SAWT BEIRUT INTERNATIONAL

| 18 October 2021, Monday |

Samir Hanna wrote “Ethical Principles Guide” at Bank Audi .. and breached it!

Not too long ago, Bank Audi issued a 23-page booklet entitled: “Guide to Ethical Principles and Code of Conduct”
The booklet’s introduction was written by Samir Hanna, “the chief executive officer of Audi Bank Group,” when the index was set.
In the booklet’s second chapter, under the title: “Ethical Principles,” it is stated the following.
“Tax evasion, in line with international requirements and best practices aimed at ensuring transparency in financial matters, and combating tax evasion, require you (employees,) to refrain from assisting or encouraging customers to evade paying taxes for any reason.”
Did Samir Hanna apply this provision of the “Manual of Ethical Principles and Code of Conduct” who he himself, wrote his introduction?
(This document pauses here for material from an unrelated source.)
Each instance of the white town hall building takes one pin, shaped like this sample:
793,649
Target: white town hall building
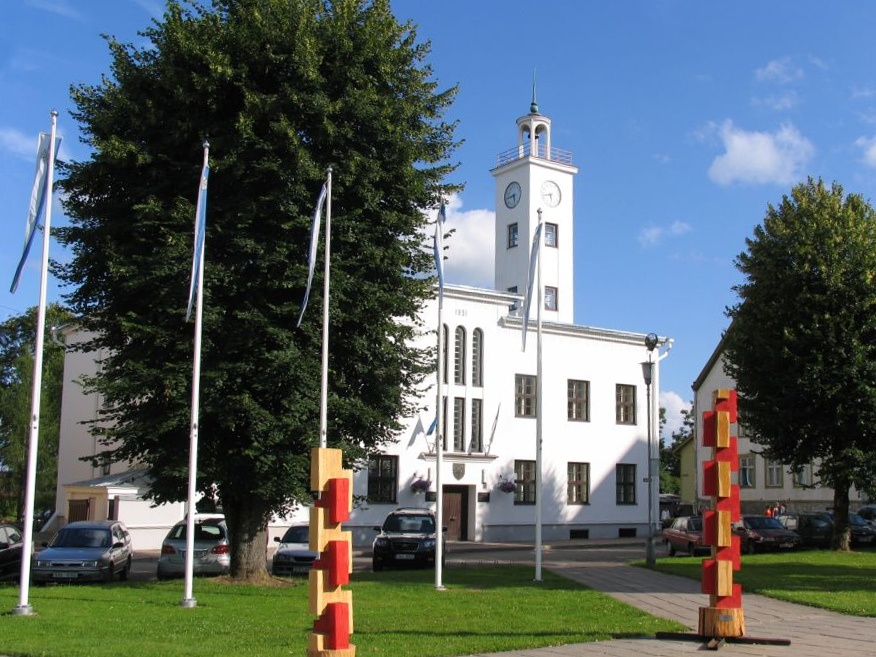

What “Pandora” documents have revealed, show that Samir Hanna did not adhere to the content of the index, he wrote his introduction.
Samir Hanna, “the spoiled son” of Bank Audi, progressed until he became the bank,s first man, to the extent that it became possible to change the name of the bank from “Bank Audi” to “Hanna Bank.” It was also possible to talk about his son, “Samer Hanna”, who founded companies in his name, most notably Capital Banking Solutions, and was appointed as an executive director.
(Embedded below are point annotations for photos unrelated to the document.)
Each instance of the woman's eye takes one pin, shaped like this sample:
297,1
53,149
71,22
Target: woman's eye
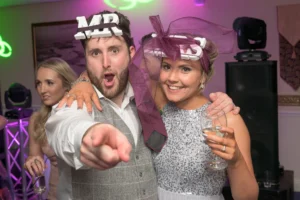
115,51
165,67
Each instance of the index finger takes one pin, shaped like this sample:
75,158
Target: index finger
96,101
62,102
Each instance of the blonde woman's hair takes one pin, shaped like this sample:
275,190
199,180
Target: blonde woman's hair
67,75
Samir Hanna recently worked on exiting Bank Audi from Syria, Egypt, Turkey and Jordan. If the exit from Syria was due to “Caesar’s Law”, then the exit from all the aforementioned countries, especially from Turkey, was the result of unsecured loans, which were given to President Saad Hariri’s company in Turkey, from Bank Audi in the same country, which led to difficulties in the bank’s branch in Turkey, and thus assistance was provided from Audi’s lebanon, and in turn caused problems to the local one.
Samir Hanna was in charge of these operations, where he invested in luxury real estate in Switzerland, taking advantage of the wide powers given to him in “Bank Audi,” in which he advanced during more than forty years, and enjoyed full confidence from the bank’s owners, the Audi family.
Bank Audi attempted to carry out a restructuring procedure, though bringing a Greek general manager, “Aristides Forax,” but the aforementioned manager clashed with Samir Hanna, due to his austerity policy that did not suit Hanna, so he had to submit his resignation, the one, Hanna accepted immediately.